Making these speed, stability, similarity, and intensity corrections and listening to the clips for correctness, I started to lose my place on which ones I had completed. I had to create a spreadsheet to track my progress!
The other thing that was interesting in a super annoying way is that sometimes the audio generated by Play.ht was completely corrupted. This probably happened every tenth regeneration or so. Here’s what I mean by corrupted.
I couldn’t very well use that audio, and yes, the countdown of seconds continued even with the broken audio files.
While the process was tedious and time consuming, Play.ht gave me a lot more control on how the voice sounded on a paragraph-by-paragraph basis. Unlike Resemble where I had to use a text editor that would count characters for me and chop up my script into seven pieces by hand, Play.ht used my paragraphs to create the audio for each one.
When I was done tailoring each paragraph and ensuring it didn’t have any avoidable mistakes, I did not have to download every paragraph separately and reassemble them into one audio file.
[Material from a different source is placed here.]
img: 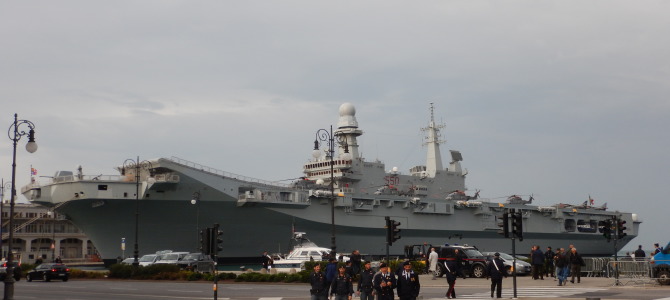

Play.ht has an Export button to save each paragraph separately or as a single audio file.
Bottom Line
The bottom line is that it took me a good couple of hours working with Play.ht to get what I would call a passable representation of my voice to carry you over until I got my voice back. $39 for this one effort doesn’t seem like too big of a price to pay, but it was quite a bit more than ChatGPT suggested. While I enjoy learning a new tool, I found the process of regenerating, waiting, correcting, regenerating, waiting, dragging sliders, regenerating sliders, and waiting to be quite tedious. Maybe I just don’t have the temperament for this level of detail work.
I think Resemble AI did a better job of representing my voice, and the intonation was better. But it did make a lot of mistakes that I’m not entirely sure how I would correct, like cutting off the ends of words. The poor explanations of what kind of audio files Resemble will accept and how many characters you can import as a script was annoying and needs to be fixed. Once I knew what they really wanted (not what they said), it was easy enough to work around it. The entry price of a dollar was totally worth it though.
I hope it’s at least a year before I get to tell you again how I created a synthetic voice to replace my own because of the inevitable laryngitis I will suffer.